Ingredients
- 1 cup milk
- 1 stick unsalted butter
- 1 teaspoon kosher salt
- pinch of nutmeg
- 1 cup all-purpose flour
- 4 extra-large eggs
- 1/2 cup grated Gruyere cheese, plus extra for sprinkling
- 1/4 cup freshly grated Parmesan cheese
- 1 egg beaten with 1 teaspoon water, for egg wash
Preparation
Step 1
Preheat the oven to 425 degrees. Line 2 baking sheets with parchment paper.
In a saucepan, heat the milk, butter, salt, pepper and nutmeg over medium heat until scalded. Add the flour all at once and beat it vigorously with a wooden spoon until the mixture comes together. Cook, stirring constantly over low heat for 2 minutes.

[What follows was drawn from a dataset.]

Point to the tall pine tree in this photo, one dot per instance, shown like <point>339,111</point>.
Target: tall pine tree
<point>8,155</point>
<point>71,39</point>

The flour will begin to coat the bottom of the pan.
Dump the hot mixture into the bowl of a food processor fitted with the steel blade. Immediately add the eggs, Gruyere and Parmesan and pulse until the eggs are incorporated and the dough is smooth and thick.
Spoon the mixture into a pastry bag fitted with a large plain round tip. Pipe in mounds 1 1/4-inches wide and 3/4-inch high onto the baking sheets. With a wet finger, lightly press down the swirl on the top of each puff. Brush the tops of each puff lightly with the egg wash and sprinkle with a pinch of Gruyere. Bake for 15 minutes, or until golden brown outside but still soft inside.